Decanting refers to the distribution of trust property of one trust (the “first trust”) to another trust (the “second trust”). Over the past several years, the number of states specifically authorizing decanting by statute has grown rapidly. As of March 2014, at least twenty-two states have passed or proposed a state decanting statute.
Notwithstanding this proliferation of decanting statutes at the state level, the Internal Revenue Service (the “IRS”) has not provided authoritative guidance regarding the proper tax treatment of decanted trusts. In Notice 2011-101, the IRS invited comments from the public regarding the income, gift, estate and generation-skipping transfer tax issues arising from decanting. In response, the IRS received comments from many well-respected national groups but still has not issued guidance. In fact, to the contrary, the IRS continues to list certain decanting transactions on its “no ruling list” pursuant to Rev. Proc. 2014-3, and has not added decanting to its Priority Guidance Plan, all of which suggests that guidance will not be forthcoming in the near future. Meanwhile, trustees decanting trusts today must determine with their legal and other tax advisors how to report the distribution of trust assets from the first trust to the second trust without such guidance.
With respect to income tax reporting, one issue all trustees decanting a trust will face is whether the second trust should be treated as a new trust or a continuation of the first trust for income tax purposes.

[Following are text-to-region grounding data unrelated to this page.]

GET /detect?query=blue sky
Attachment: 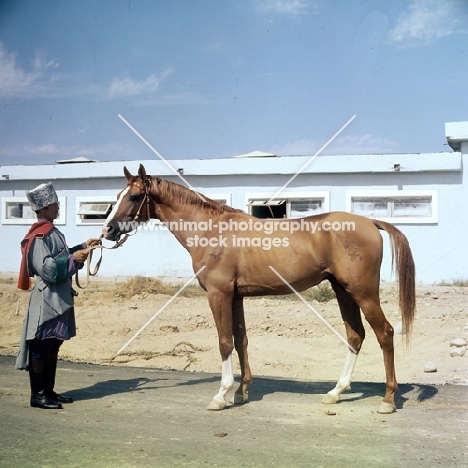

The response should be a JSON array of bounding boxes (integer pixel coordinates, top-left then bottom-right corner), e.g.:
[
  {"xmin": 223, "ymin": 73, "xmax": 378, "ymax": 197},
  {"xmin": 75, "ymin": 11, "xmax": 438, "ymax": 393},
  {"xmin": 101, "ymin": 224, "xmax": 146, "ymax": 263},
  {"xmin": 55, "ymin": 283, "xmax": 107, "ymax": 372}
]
[{"xmin": 0, "ymin": 0, "xmax": 467, "ymax": 166}]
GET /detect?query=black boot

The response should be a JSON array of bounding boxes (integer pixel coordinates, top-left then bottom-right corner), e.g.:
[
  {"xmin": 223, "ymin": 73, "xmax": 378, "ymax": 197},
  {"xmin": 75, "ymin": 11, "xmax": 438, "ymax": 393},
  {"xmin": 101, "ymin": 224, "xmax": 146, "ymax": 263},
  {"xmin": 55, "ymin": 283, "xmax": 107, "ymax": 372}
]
[
  {"xmin": 29, "ymin": 356, "xmax": 62, "ymax": 410},
  {"xmin": 44, "ymin": 340, "xmax": 73, "ymax": 404},
  {"xmin": 30, "ymin": 391, "xmax": 63, "ymax": 409},
  {"xmin": 46, "ymin": 390, "xmax": 73, "ymax": 404}
]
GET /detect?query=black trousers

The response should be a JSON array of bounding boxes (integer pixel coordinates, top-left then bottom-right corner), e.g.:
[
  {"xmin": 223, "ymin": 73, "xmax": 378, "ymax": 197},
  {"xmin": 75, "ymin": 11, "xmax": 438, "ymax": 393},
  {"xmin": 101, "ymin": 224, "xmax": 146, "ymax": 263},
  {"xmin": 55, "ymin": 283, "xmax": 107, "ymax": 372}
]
[{"xmin": 28, "ymin": 338, "xmax": 63, "ymax": 395}]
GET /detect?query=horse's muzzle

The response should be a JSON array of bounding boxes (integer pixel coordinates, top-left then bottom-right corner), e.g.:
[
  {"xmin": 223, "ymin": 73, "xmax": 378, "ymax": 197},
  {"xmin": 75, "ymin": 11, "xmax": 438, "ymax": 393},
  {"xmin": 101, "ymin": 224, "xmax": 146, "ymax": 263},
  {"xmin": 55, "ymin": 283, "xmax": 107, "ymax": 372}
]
[{"xmin": 102, "ymin": 220, "xmax": 121, "ymax": 241}]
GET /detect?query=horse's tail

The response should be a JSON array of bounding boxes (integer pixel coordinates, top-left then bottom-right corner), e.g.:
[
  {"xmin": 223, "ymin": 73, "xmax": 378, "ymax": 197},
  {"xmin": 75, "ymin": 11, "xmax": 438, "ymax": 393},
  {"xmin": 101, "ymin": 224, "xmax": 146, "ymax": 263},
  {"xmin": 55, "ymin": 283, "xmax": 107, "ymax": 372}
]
[{"xmin": 373, "ymin": 220, "xmax": 416, "ymax": 343}]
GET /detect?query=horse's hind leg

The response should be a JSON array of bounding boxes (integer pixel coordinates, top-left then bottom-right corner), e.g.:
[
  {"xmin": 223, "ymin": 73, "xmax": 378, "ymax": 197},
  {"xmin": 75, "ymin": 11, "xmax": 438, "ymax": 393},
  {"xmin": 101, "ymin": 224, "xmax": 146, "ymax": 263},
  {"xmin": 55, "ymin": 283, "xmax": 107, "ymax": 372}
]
[
  {"xmin": 231, "ymin": 297, "xmax": 252, "ymax": 405},
  {"xmin": 322, "ymin": 280, "xmax": 365, "ymax": 405},
  {"xmin": 358, "ymin": 296, "xmax": 398, "ymax": 414}
]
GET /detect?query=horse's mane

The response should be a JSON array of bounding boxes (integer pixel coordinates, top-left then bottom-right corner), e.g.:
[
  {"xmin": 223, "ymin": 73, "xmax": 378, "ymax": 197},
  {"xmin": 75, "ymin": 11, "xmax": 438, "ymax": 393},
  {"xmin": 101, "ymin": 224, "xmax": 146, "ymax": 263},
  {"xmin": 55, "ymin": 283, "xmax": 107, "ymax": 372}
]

If the second trust is treated as a new trust, the decanting will be treated as a distribution from the first trust to the second trust. Section 661 of the Internal Revenue Code would permit the first trust to deduct the value of the distribution from its taxable income, and Section 662 of the Internal Revenue Code would cause the second trust to realize that income. In practice, the trustee of the first trust would: (i) distribute all of its assets to the trustee of the second trust; (ii) file a final return; and (iii) complete a Schedule K-1. And, the trustee of the second trust would: (i) receive all the assets of the first trust; (ii) apply for a new tax identification number; and (iii) file its first return. An advantage of this approach is that the filing of the first trust’s final return puts the IRS on notice of the decanting and termination of the first trust, which, in turn, begins tolling the statute of limitations on any arguments the IRS might raise about whether the decanting is a non-taxable event for income tax purposes.
If the second trust is treated as a continuation of the first trust, fewer administrative steps are required. The assets of the first trust are retitled into the name of the second trust, the second trust continues to file returns under the tax identification number of the first trust, and the second trust reports the change of name on its next return. The advantage of this approach is its administrative simplicity. Moreover, this approach is consistent with non-binding rulings from the IRS. For example, under the facts of Private Letter Ruling 2007326002, all the assets of one trust were to be divided and distributed into three successor trusts with substantially the same terms as the original trust. The IRS ruled, among other things, that for federal income tax purposes: (i) the successor trusts would be treated as a continuation of the original trusts; (ii) the transfer of assets would not be a distribution or termination under Section 661; and (iii) the transfer would not result in the realization of any income, gain or loss by the first trust, the successor trusts or any beneficiary of either of them.